Introduction
By far the most important diagnostic tool that veterinarians can utilize is their ability to obtain a complete history and conduct a thorough physical examination. The objective of the physical examination is to recognize and describe gross deviations of the patient’s physical appearance and behavior from those recognized as normal for the animal’s species, breed, age, sex, and sexual status.
The trend toward an increased use of laboratory tests and instrumentation has added diagnostic capabilities, but such techniques are useful adjuncts for diagnosis only when a careful physical examination has been carried out. Thus, information gathered from laboratory and diagnostic imaging procedures must be considered a supplement to, but not a substitute for, hands-on examination. Inspection of the patient, palpation, percussion, and auscultation, all have a place in every examination. Only acute life-threatening situations require a shorter initial examination, until the animal’s condition can be stabilized. In fact, if the patient is in shock or hemorrhaging, or has gastric dilation/volvulus, it is essential to initiate supportive care immediately and obtain a complete history with careful examination afterwards.

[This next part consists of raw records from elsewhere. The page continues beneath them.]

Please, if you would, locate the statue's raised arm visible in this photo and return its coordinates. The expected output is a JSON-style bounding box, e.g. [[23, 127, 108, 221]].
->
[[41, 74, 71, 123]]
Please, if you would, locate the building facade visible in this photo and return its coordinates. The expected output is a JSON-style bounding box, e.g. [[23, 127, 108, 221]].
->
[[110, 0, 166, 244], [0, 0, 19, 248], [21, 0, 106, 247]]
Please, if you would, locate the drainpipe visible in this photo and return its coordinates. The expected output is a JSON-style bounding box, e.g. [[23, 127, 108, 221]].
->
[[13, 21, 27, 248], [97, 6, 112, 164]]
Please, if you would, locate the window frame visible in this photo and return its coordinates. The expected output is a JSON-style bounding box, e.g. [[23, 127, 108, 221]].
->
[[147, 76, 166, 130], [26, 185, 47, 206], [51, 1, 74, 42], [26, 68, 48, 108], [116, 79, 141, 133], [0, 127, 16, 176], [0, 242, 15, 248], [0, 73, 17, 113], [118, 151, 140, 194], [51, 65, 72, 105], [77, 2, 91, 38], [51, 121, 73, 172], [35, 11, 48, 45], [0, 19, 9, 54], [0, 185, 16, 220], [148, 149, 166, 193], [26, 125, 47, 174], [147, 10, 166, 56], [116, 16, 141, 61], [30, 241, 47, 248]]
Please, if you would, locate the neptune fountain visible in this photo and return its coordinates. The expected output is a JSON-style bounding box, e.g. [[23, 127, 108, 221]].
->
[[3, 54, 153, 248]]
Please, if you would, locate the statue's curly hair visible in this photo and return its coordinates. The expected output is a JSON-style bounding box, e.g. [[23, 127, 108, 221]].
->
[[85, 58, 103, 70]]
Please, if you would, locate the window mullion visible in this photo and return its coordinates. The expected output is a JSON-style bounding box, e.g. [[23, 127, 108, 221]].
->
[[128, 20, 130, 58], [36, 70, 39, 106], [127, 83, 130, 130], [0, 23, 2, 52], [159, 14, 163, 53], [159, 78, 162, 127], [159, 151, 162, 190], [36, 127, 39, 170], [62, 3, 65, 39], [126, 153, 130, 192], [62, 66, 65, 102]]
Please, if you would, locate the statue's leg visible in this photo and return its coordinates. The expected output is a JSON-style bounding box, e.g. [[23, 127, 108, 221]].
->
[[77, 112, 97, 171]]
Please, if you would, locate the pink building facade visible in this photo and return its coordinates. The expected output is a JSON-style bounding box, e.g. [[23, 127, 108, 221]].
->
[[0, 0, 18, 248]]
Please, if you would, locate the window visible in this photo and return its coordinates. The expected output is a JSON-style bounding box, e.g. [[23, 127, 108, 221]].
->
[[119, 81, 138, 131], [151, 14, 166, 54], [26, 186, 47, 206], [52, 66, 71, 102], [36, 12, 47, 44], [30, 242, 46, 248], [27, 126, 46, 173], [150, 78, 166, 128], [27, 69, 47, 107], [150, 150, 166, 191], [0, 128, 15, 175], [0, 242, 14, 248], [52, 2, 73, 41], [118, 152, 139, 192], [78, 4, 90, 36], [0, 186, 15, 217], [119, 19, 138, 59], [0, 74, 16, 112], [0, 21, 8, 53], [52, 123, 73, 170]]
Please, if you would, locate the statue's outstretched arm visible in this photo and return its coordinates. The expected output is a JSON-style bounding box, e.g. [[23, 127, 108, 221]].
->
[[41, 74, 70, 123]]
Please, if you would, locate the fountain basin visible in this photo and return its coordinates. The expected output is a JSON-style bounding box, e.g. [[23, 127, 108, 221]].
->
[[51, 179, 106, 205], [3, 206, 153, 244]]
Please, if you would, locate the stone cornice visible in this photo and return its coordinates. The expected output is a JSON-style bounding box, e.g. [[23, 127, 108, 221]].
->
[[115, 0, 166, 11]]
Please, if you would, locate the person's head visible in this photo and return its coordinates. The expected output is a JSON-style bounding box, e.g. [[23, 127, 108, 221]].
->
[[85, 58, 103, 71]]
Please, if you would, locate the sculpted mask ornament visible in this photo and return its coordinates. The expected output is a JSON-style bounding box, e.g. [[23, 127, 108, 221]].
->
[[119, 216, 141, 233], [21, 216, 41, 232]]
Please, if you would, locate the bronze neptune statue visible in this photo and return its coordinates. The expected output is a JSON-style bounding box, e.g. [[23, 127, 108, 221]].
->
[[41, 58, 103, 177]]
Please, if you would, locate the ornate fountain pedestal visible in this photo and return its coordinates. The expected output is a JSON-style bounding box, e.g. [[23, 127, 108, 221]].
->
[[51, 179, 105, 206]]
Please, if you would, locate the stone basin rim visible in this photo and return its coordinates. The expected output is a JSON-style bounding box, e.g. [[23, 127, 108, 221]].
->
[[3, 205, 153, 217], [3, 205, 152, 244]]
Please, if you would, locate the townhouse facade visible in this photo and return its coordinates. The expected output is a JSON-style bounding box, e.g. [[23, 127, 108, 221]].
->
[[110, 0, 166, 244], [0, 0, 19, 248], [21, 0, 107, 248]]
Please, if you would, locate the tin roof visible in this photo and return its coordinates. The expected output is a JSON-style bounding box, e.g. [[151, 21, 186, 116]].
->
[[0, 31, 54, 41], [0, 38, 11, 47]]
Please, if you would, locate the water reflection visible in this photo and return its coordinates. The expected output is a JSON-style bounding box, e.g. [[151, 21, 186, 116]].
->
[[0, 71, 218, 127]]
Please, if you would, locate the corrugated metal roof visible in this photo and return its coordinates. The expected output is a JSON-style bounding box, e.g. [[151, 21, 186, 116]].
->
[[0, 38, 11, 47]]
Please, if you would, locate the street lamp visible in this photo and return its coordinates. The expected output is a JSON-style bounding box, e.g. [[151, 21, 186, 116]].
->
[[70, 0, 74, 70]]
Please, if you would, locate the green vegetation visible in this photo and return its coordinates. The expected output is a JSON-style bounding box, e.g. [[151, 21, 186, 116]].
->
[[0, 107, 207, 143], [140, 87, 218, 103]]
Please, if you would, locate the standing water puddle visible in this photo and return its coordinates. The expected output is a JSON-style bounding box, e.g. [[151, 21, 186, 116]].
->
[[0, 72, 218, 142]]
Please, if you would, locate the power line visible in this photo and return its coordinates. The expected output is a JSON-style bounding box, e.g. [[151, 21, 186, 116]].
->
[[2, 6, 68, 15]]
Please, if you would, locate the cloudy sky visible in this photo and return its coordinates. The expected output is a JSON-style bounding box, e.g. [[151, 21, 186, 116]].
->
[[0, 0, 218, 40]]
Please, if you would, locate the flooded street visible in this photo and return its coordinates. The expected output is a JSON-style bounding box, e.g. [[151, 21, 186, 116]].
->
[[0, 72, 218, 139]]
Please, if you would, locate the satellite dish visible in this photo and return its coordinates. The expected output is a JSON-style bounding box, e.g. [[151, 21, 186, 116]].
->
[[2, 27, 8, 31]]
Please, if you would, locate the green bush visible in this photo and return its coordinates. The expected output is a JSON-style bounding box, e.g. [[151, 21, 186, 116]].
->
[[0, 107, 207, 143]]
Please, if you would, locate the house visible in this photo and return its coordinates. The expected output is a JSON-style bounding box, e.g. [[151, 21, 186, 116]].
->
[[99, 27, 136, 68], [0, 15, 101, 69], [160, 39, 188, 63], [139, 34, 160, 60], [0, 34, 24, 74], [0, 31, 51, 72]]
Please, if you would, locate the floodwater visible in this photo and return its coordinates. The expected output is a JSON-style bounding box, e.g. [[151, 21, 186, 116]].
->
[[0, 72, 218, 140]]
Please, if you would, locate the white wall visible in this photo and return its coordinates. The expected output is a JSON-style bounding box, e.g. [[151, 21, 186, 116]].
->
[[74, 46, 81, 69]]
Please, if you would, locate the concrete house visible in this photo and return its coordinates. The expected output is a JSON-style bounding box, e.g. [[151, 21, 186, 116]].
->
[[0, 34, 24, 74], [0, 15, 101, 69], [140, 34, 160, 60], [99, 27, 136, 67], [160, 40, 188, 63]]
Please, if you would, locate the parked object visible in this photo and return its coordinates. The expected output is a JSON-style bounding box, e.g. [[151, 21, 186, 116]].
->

The physical examination of the gastrointestinal tract, as described in this chapter, is part of the methodical and standardized physical examination first developed at the School of Veterinary Medicine of Bologna University.1
In this chapter, the discussion is mainly limited to parameters of the physical examination that are specific and directly related to the gastrointestinal system, but it is important to note that the clinician should examine all body systems when presented with an patient that manifests signs of gastrointestinal disease. Ophthalmic and neurological examination, not included in this chapter, should not be forgotten because they can sometimes provide invaluable clues to the cause of a gastrointestinal dysfunction.
Figure 1.6:
Exocrine pancreatic insufficiency. This picture shows the failure to grow in two puppies with exocrine pancreatic insufficiency compared with a healthy littermate shown in the middle (these dogs are described in detail in: Boari A. et al. Observations on exocrine pancreatic insufficiency in a family of English setter dogs. J Small Animal Practice 1994, 35: 247-250).
Figure 1.7:
“Prayer” position. This picture shows a dog with acute abdominal pain due to acute pancreatitis. This dog has assumed the “prayer” position with his front legs and sternum on the floor and his hind legs standing.